К счастью, рядом оказалась девушка лет шестнадцати, – как было понятно по висевшему у нее на плече противогазу, она была из отряда МПВО (местной противовоздушной обороны). Кстати говоря, именно такой отряд спас юную Галину Вишневскую. Эта девушка подняла моего отца на ноги и привела нас обоих по сумрачному, заснеженному городу к маме. Она сначала отвела меня к тете Поле, а потом привезла на санках папу. Уже сегодня я думаю: откуда она брала силы, и насколько живучие бывают женщины! Когда по телевизору я вижу документальные кадры, где женщина тащит на санках мужчину по блокадному Ленинграду, мне все время кажется, что это мама везет папу…
- Как Ваша семья пережила страшную зиму 1941-42?
- Школы сразу же закрылись, я все время была дома и поэтому не видела все те ужасные вещи, которые происходили на улице. Мы все – я с родителями, мамина сестра, ее шестилетний сын Жоржик и бабушка – жили на кухне, потому что там была плита, возле которой можно было хоть как-то согреться. В этой квартире 30 января 1942 года умер папа, ему было 38 лет. Когда это произошло, я лежала рядом с ним на кровати и даже не поняла, что случилось. Он был очень добрым человеком, играл на гитаре, хорошо пел, говорил маме, что если переживет блокаду, она никогда не будет работать… Его тело, как и всех остальных умиравших, отнесли в подвал, откуда позже на машине доставили на Серафимовское кладбище.
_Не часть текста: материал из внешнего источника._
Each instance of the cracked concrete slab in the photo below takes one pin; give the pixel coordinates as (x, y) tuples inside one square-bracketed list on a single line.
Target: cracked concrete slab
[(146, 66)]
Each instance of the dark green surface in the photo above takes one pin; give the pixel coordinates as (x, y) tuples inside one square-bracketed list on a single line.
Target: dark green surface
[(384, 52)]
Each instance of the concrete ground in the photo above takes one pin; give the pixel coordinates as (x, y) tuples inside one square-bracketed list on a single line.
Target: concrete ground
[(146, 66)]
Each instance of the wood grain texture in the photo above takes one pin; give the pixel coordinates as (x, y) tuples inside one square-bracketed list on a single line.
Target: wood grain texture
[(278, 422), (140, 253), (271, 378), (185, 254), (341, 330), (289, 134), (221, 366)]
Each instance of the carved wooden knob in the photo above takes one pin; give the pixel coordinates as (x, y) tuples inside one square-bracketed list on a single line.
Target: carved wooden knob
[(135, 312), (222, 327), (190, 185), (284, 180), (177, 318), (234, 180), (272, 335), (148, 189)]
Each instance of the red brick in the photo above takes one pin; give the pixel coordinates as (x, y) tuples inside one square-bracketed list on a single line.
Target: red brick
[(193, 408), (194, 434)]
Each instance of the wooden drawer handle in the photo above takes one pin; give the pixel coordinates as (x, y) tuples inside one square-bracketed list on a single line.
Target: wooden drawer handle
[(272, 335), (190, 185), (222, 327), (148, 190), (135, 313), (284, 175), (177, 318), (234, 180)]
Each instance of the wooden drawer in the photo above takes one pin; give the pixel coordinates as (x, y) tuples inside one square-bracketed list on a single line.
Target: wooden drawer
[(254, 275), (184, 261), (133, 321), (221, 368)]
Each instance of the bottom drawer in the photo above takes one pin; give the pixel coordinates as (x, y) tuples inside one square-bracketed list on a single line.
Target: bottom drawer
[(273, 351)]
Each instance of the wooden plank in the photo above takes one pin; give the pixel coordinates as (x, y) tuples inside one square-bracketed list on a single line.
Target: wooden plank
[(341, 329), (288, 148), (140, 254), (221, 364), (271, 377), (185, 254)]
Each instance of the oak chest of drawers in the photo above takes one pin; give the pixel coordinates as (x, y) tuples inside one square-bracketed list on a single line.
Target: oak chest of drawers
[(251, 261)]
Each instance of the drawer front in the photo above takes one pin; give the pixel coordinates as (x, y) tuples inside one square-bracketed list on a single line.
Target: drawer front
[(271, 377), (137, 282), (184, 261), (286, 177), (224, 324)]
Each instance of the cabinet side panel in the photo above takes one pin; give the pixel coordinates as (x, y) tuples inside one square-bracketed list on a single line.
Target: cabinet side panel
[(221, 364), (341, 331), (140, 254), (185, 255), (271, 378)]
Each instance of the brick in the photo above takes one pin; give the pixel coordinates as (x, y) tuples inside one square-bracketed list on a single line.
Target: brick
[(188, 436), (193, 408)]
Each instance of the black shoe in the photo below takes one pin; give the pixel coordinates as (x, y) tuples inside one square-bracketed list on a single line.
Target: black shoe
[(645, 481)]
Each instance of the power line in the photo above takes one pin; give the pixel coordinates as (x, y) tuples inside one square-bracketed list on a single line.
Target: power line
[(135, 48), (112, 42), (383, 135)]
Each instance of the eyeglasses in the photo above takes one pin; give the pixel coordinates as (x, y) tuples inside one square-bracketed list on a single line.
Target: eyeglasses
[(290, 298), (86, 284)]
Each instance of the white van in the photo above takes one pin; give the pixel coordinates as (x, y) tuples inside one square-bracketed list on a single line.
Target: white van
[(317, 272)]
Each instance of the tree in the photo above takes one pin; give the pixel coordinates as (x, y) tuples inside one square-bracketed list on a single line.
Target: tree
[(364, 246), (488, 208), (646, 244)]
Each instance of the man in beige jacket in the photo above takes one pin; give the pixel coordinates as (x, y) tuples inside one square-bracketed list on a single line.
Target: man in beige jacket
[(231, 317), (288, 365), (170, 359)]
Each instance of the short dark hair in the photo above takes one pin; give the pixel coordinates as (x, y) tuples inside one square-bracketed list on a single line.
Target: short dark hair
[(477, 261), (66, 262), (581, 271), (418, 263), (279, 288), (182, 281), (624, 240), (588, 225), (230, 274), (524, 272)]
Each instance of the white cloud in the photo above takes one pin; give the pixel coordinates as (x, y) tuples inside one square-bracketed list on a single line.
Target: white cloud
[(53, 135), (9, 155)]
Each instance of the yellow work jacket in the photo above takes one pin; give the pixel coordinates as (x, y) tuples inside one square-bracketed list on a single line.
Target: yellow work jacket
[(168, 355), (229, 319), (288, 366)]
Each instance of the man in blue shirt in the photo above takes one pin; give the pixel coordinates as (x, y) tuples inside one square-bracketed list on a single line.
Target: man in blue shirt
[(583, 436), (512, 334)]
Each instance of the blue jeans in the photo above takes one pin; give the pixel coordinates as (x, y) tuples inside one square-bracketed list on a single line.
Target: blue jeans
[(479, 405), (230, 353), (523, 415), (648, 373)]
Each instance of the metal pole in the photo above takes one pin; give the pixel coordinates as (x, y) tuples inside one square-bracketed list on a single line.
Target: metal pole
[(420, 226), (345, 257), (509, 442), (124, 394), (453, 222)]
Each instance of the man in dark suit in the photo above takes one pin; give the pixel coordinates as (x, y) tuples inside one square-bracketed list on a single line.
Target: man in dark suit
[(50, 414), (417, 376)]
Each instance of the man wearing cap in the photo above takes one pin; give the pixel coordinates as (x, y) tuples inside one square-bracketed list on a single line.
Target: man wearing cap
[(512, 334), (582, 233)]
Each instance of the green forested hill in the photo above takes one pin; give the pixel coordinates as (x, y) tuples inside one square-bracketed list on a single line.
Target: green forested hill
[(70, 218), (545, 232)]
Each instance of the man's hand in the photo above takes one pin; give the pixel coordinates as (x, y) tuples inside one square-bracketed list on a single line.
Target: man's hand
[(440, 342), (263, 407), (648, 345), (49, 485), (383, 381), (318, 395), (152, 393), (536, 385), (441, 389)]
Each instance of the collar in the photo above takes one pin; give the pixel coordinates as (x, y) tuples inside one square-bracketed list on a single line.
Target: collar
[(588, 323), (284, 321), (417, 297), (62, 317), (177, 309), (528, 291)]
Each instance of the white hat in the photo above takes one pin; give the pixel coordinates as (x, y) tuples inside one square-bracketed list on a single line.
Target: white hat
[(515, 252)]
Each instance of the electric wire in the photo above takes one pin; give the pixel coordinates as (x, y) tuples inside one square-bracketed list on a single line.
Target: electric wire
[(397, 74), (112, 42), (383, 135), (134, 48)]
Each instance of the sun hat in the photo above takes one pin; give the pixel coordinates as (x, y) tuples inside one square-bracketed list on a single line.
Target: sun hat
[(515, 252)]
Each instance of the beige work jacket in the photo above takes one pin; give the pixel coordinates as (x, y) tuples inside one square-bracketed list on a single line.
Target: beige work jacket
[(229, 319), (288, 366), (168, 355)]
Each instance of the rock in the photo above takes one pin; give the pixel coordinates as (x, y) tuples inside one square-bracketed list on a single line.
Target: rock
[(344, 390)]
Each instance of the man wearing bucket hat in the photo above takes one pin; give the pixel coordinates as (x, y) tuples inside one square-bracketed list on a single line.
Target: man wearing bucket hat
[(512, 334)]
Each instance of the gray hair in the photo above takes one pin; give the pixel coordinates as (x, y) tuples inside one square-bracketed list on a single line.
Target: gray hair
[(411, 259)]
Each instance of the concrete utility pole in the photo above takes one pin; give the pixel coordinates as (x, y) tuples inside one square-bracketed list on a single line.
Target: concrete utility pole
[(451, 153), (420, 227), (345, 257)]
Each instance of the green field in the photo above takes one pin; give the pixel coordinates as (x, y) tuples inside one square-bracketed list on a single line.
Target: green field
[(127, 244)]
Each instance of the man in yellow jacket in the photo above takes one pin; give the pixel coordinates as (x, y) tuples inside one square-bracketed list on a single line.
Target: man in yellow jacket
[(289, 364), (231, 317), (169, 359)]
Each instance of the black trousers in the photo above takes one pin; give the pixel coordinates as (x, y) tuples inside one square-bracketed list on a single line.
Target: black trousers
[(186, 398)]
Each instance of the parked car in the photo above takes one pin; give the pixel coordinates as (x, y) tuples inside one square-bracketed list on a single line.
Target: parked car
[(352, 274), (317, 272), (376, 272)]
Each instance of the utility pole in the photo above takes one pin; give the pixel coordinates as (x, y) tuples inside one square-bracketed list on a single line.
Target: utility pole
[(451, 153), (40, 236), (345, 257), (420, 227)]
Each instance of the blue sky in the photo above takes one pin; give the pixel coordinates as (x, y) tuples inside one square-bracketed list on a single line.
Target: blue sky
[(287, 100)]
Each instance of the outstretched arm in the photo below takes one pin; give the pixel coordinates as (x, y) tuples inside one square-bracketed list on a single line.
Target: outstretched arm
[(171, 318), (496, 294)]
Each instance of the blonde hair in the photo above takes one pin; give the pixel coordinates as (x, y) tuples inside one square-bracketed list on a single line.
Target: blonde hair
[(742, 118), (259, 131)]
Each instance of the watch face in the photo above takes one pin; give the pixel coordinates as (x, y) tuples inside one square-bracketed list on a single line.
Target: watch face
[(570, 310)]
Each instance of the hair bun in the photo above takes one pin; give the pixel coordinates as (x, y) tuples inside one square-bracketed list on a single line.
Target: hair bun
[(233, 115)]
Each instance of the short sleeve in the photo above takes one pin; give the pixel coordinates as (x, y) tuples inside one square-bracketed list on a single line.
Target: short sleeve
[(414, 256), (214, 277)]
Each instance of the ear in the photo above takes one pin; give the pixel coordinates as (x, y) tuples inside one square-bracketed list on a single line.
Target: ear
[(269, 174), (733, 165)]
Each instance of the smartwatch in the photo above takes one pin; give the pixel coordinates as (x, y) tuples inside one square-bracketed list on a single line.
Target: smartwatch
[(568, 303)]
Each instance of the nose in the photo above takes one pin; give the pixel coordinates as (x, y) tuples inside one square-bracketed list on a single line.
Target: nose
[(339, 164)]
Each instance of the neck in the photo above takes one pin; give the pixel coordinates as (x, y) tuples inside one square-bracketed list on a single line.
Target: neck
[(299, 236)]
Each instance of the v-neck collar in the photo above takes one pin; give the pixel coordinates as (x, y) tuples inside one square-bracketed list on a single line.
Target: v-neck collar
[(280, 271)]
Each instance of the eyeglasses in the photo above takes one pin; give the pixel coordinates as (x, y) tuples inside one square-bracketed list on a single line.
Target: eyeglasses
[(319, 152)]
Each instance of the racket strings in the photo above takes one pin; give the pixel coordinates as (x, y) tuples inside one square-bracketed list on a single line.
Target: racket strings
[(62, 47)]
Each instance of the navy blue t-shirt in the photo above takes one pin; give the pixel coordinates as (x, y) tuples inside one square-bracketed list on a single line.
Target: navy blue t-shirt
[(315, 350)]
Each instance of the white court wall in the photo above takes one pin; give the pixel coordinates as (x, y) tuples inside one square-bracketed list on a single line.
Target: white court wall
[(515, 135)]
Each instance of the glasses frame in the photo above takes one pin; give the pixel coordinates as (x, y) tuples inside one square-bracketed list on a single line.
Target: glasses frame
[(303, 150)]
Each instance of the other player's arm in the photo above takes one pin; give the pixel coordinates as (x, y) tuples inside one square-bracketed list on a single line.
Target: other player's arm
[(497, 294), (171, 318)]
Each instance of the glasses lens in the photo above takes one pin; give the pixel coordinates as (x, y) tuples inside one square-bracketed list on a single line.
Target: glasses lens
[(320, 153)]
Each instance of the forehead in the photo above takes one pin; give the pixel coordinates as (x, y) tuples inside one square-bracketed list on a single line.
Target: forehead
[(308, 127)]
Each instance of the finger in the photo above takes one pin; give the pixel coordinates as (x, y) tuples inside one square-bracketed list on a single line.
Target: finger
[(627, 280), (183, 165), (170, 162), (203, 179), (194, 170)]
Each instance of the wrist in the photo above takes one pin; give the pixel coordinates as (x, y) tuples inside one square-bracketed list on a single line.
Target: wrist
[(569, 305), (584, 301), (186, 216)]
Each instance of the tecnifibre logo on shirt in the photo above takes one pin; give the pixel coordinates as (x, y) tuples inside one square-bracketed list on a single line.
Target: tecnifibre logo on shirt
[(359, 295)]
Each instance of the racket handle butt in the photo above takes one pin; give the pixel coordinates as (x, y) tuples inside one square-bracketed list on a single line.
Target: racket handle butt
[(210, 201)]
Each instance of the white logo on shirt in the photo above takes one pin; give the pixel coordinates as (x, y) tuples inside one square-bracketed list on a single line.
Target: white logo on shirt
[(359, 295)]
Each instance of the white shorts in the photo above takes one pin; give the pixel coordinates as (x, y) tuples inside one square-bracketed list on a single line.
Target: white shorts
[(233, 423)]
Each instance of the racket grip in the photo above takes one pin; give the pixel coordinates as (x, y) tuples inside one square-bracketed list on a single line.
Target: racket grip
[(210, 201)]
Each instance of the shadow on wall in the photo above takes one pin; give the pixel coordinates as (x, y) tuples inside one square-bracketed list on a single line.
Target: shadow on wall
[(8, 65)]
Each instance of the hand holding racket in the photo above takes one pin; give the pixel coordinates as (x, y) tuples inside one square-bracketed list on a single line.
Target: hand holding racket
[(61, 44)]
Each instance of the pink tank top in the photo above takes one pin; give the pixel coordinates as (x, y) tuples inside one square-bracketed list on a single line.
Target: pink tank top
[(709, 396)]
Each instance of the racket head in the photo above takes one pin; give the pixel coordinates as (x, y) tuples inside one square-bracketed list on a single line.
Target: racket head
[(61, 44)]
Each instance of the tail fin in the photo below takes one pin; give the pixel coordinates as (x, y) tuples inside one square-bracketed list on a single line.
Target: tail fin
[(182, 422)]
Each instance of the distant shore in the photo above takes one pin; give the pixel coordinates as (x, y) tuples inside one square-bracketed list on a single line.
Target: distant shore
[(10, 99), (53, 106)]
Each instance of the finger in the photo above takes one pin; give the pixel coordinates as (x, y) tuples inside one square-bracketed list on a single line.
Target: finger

Потом умерла бабушка. Я помню, что как раз за несколько дней до папиной смерти сгорели Бадаевские склады, и четыре-пять дней по карточкам не давали совсем ничего. Тетя Поля ходила на пепелище и приносила оттуда сахар, перемешанный с землей. А папа так и умер, не дождавшись еды. Его паек мама отдала дяде. Такой была зима, а весной, когда начало таять, мама и тетя, как и все взрослые и подростки Ленинграда, которые еще могли ходить, убирали город от трупов, спасали его от эпидемии.
- Как Вы переносили голод? И вообще понимали ли, что вокруг происходит нечто страшное?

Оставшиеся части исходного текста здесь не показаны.